Helaas kampt de lezer op dat moment al met manifeste concentratieproblemen. 'Tot nu toe was deze reis niet meer dan een brug oversteken van vroeger naar later. Van gisteren naar vandaag. Maar vanaf morgen springen we in het duister', staat er.

Dendooven hoopt de clichés in een hoog tempo op tot een Bibelebontse berg. Ook onwaarschijnlijkheden ontsieren het verhaal. Hoe geloofwaardig is het dat het duo anno de 21ste eeuw geen mobiele telefoon bij zich heeft? De manier waarop ze ontdekken dat Europa geteisterd wordt door IS-aanslagen is vreemd, zeker omdat ze op allerlei stations ronddwalen.

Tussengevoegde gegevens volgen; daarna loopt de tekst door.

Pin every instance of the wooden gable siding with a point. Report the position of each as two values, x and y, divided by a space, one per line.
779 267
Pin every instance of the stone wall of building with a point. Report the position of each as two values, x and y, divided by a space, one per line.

De link met de vluchtelingenthematiek is opzichtig en naïef ingeweven.

Je merkt dat Dendooven verteltechnisch soms met haar handen in het haar zat en moeizaam de balans vond tussen hoofd- en bijzaken. Haar taal houdt ze eenvoudig - toonde ze te weinig durf om het idioom van de jeugdliteratuur af te werpen? Evengoed expliciteert ze veelvuldig en neemt ze de lezer aan het handje. Daardoor wordt Tabac, ondanks de tastbare melancholie, een grotendeels mislukte roman. Te zelden treft Dendooven het juiste register voor deze historie die - jawel - voortdokkert als een overjaarse boemeltrein.

Gerda Dendooven, Tabac, Querido, 198 p., 18,99 euro.